Redaksi 12-07-2024, 03:28 WIB 1 menit baca
Sejumlah guru mengikuti kegiatan training of trainer atau TOT. (FOTO: ISTIMEWA)
Sejumlah guru mengikuti kegiatan training of trainer atau TOT. (FOTO: ISTIMEWA)

SB, SAMPIT - Kepala Dinas Pendidikan Kabupaten Kotawaringin Timur (Kotim), M Irfansyah menghadiri pembukaam kegiatan training of trainer (TOT) Cinta Bangga Paham (CBP) Rupiah diikuti guru se Kotim dilaksanakan oleh Bank Indonesia (BI), bertempat di Aula Aquarius Hotel, Sampit, Jumat (12/7/2024).

Irfansyah menyampaikan dengan pelatihan tersebut dapat memperkaya wawasan pada guru dengan dalam era globalisasi dan digitalisasi seperti saat ini.

"Tantangan terhadap stabilitas dan kepercayaan terhadap mata uang kita semakin besar," kata Irfansyah.
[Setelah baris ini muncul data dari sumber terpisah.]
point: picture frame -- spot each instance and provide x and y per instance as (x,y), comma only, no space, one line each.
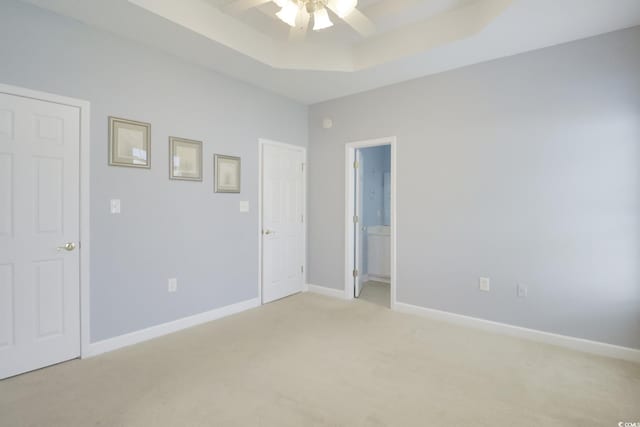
(227,173)
(185,159)
(129,143)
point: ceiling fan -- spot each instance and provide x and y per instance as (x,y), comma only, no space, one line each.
(299,13)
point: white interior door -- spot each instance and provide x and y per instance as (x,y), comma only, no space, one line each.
(358,234)
(39,212)
(282,221)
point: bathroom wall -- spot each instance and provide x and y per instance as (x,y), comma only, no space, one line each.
(375,163)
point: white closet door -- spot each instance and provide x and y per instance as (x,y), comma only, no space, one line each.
(282,222)
(39,212)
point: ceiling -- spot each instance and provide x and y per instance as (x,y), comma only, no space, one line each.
(409,38)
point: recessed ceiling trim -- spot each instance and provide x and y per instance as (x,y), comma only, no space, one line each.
(215,24)
(442,29)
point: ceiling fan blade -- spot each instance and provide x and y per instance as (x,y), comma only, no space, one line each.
(356,20)
(240,6)
(299,32)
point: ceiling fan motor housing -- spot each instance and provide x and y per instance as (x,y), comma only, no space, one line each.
(313,5)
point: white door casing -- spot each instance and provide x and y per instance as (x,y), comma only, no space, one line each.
(282,220)
(39,212)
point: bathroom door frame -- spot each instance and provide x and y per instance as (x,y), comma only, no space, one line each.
(350,212)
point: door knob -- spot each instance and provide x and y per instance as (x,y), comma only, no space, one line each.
(69,246)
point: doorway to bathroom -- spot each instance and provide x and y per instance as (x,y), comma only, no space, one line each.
(370,221)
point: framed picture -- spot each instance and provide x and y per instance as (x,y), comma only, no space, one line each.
(185,159)
(227,173)
(129,143)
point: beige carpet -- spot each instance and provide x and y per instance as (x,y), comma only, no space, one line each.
(377,293)
(311,360)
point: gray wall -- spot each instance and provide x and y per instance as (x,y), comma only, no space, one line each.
(167,228)
(524,169)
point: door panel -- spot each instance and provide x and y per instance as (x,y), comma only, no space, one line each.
(283,224)
(357,229)
(39,212)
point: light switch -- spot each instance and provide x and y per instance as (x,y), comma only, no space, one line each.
(115,206)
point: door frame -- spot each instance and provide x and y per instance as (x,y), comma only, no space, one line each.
(350,155)
(84,164)
(261,143)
Kita tentu sudah tidak asing dengan yang namanya uang elektronik yakni menggunakan rupiah digital sebagai alat pembayaran yang sah untuk menggantikan uang kartal.

Melalui kegiatan TOT cinta bangga dan paham rupiah ini, diharapkan para peserta dapat memperoleh pengetahuan yang komprehensif dan keterampilan yang mumpuni untuk menjadi agen edukator di lingkungan masing-masing khususnya di lingkungan satuan pendidikan masing.
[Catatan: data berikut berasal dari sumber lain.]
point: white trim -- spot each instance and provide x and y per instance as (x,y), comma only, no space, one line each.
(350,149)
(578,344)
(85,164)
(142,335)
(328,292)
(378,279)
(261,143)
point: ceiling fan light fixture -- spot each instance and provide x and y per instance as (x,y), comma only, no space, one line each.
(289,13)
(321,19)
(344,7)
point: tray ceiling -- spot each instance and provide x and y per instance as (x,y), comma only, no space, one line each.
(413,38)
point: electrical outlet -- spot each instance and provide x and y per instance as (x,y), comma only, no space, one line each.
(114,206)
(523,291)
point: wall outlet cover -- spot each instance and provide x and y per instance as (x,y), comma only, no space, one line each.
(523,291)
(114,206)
"Cinta merupakan rupiah kemampuan masyarakat perwujudan dari untuk mengenal karakteristik dan desain rupiah, memperlakukan rupiah secara tepat dan menjaga rupiah dari kejahatan uang palsu," ujarnya.

SEmentara bangga rupiah merupakan perwujudan kemampuan masyarakat memahami rupiah.
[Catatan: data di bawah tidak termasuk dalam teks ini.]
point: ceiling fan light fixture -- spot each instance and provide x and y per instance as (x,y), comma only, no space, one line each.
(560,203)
Sebagai alat pembayaran yang sah, simbol kedaulatan NKRI, dan alat pemersatu bangsa. Dan yang terakhir, paham rupiah, adalah kemampuan masyarakat memahami peran rupiah dalam peredaran uang, stabilitas ekonomi, dan fungsinya sebagai alat penyimpan nilai kemampuan untuk bertransaksi, berbelanja dan tentunya berhemat.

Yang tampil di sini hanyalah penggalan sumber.